I bought King Arthur Gluten-Free All-Purpose Flour but it came to my attention that I might also need to add xanthan and/or guar gum to the mix to help it rise and not separate. How much xanthan and/or guar gum do I need to add to this recipe? Some websites said to use 3/4 tsp of xanthan gum for every cup of flour. I have also read that mixing the two gums makes the best recipes. What measurement combination do you think will be best for this recipe? The recipe is as follows:
Grandma Myrtle Goode’s Banana Bread Recipe
Pre-heat oven to 350°
1st large mixing bowl, cream and set aside:
½ C. butter
1¼ C. sugar
1 t. vanilla
4 very ripe bananas (if frozen, thaw first)
2nd mixing bowl, stir dry ingredients together:
2 C. GF flour blend
½ t. salt
1 t. baking soda
1½ t. xanthan gum (renovation)
1 t. baking powder (renovation)
½ C. chopped walnuts (optional)
3 t. cinnamon
Add this last ingredient at the end of Step 4
⅓ C. oil
Slowly add all the dry ingredients from the second mixing bowl to the creamed ingredients in the first mixing bowl. Add the oil and mix.
Pour into muffin tins or a bread loaf or cake pan.
Bake as follows: Muffins cook for 15-19 minutes depending on your oven. Bread or cake pans need approximately one hour and 15 minutes. Test with a toothpick in the center for doneness.
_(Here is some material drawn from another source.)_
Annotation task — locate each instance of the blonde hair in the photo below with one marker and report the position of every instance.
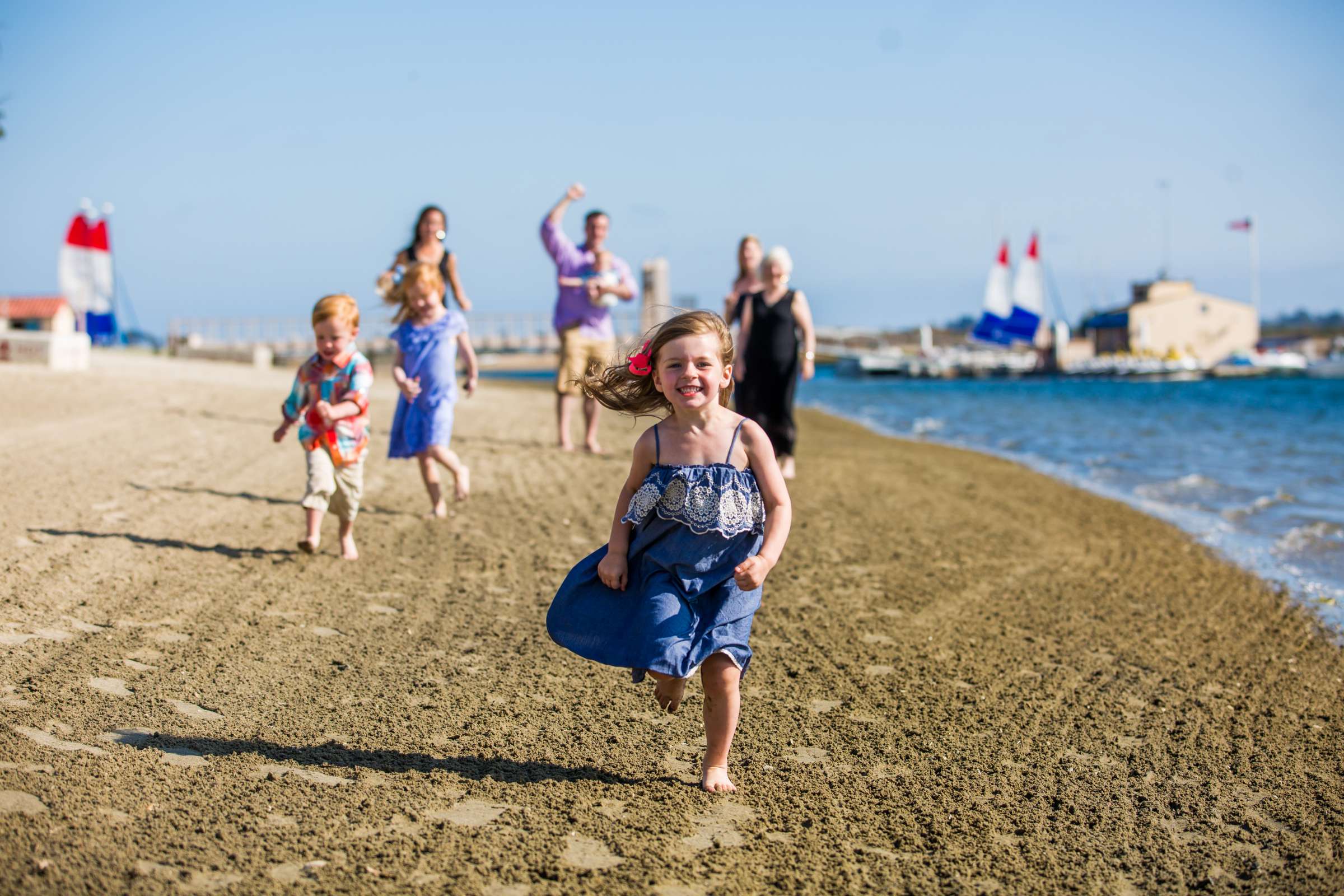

If it comes out totally dry, they are cooked through.
Enjoy warm or after they have cooled wrap and freeze to be enjoyed later.
Traditionally this recipe bakes into a very dense and weighty bread that is incredibly flavorful and moist. I usually make it in huge batches so I can freeze any leftovers to enjoy with my tea or coffee at breakfast or as a snack. As dense and weighty as this bread is, I and my many guests have NEVER commented that is chewy, tough, or sits in your stomach like a lump. So my impression is that the dense weightiness is part of what makes this recipe so amazing. (I don’t know if that helps or not, just thought I would mention it.)
Thank you in advance for your help with this recipe.
The renovation: What a lovely and thoughtful gift to make for your neighbor! What I would suggest is pretty simple (noted above)… Add 1-1/2 teaspoons of xanthan gum and 1 additional teaspoon of baking POWDER to the dry ingredients. See my tip here about baking powder. Everything else stays as is… use the GF flour mix in the same amount as the original recipe. It should come out great!
The result: The second attempt to make the converted banana bread was a success!! On my first try, I had received so many different suggestions from various gluten-free recipe conversion sources on what to add that I averaged everyone’s suggestions. I also played around with the baking time—resulting in a flatter, half-baked bread. The half that did cook successfully had good texture, was very moist (as usual), and tasted delicious; but I need it to rise a little more to match the traditional recipe.
The picture is the result of my second attempt at this recipe. I ONLY followed your conversion recommendations and the recipe rose just like normal. I cooked the bread at the traditional temperature for the regular length of time and everything came out perfectly!! My husband, who is a harsh critic of store-bought and friends’ home-baked GF goods was skeptical to try it. But he said that it tasted wonderful—no difference in taste, texture, and density from the traditional recipe, which is a great compliment.
Thank you Stephanie for getting back to me so quickly with your conversion suggestions. Your suggestions were spot-on and resulted in a converted recipe I will be sure to make again and again as well as pass on to all my GF friends/family. Thank you for helping open a new chapter in my baking life: gluten-free. I am excited by future possibilities.
Readers should note that this recipe is not vegan or sugar-free, but sounds amazing! I will let you know if I convert it further.